Date: March 30, 2020

Setting Up for the New Week

Last week was certainly one for the ages. It had everything a bull and bear would love and hate. March 23rd will go down as the internal or momentum low for this bear market, if that’s even the right term anymore. By internal low, I am referring to the bottom where the biggest swath of damage was done, where there was the most downside acceleration and panic. If there are subsequent lows in the coming weeks and months, I will go out on a limb and say there will be more stocks resisting the decline than we recently saw and we will actually see widespread differentiation.

From the March 23rd low, stocks rocketed higher by 13-21% in the major indices, causing some to conclude a new bull market has started. As you know, I have never been one to hang on the arbitrary metric of 20% in either direction as the line in the sand. In 2011 and 2018, we saw 19.90% declines that people refer to as bull market corrections. However, somehow adding 0.10% would make them into bear markets? That doesn’t make sense.
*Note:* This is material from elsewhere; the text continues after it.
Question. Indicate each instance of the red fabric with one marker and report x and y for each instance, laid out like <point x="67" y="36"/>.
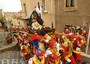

Anyway, the bulls made an important stand last week and the tiniest of green shoots has now grown and grown. I will add them to my list of things to publish here this week. It’s a lot of charts. The model for the week will be continued volatility with the edge to the bulls at least for the first two days. It becomes less likely as the week wears on. We shouldn’t rule out a small range setting up either.

I think it’s important to watch the Volatility Index or VIX to see if it can break lower, signaling less stress in the stock market. I also want to see if long-term treasury bonds can finally stop going up each and every day. Finally, the big winner during Friday’s rout was the high yield bond market. It was supposed to decline as it has been behaving like the stock market. However, it finished higher and is showing the earliest of early attempts at leadership. That’s another tiny green shoot.

Remember, taken in a vacuum, any little green shoot can be easily dismissed. However, when you add them up, the tiniest of green shoots ends up being something significant. The news regarding the virus, especially in New York and other big cities, is going to get worse, perhaps much worse. Watching market reaction will say a lot about where stocks are heading. This bears repeating; it’s not so much what the actual news is, but how stocks react. Bear markets do not end with good news, just like bull markets do not end with bad news. For those waiting for the “all clear” sign to invest, my sense is that it won’t come until stocks have recovered a significant portion of what they lost.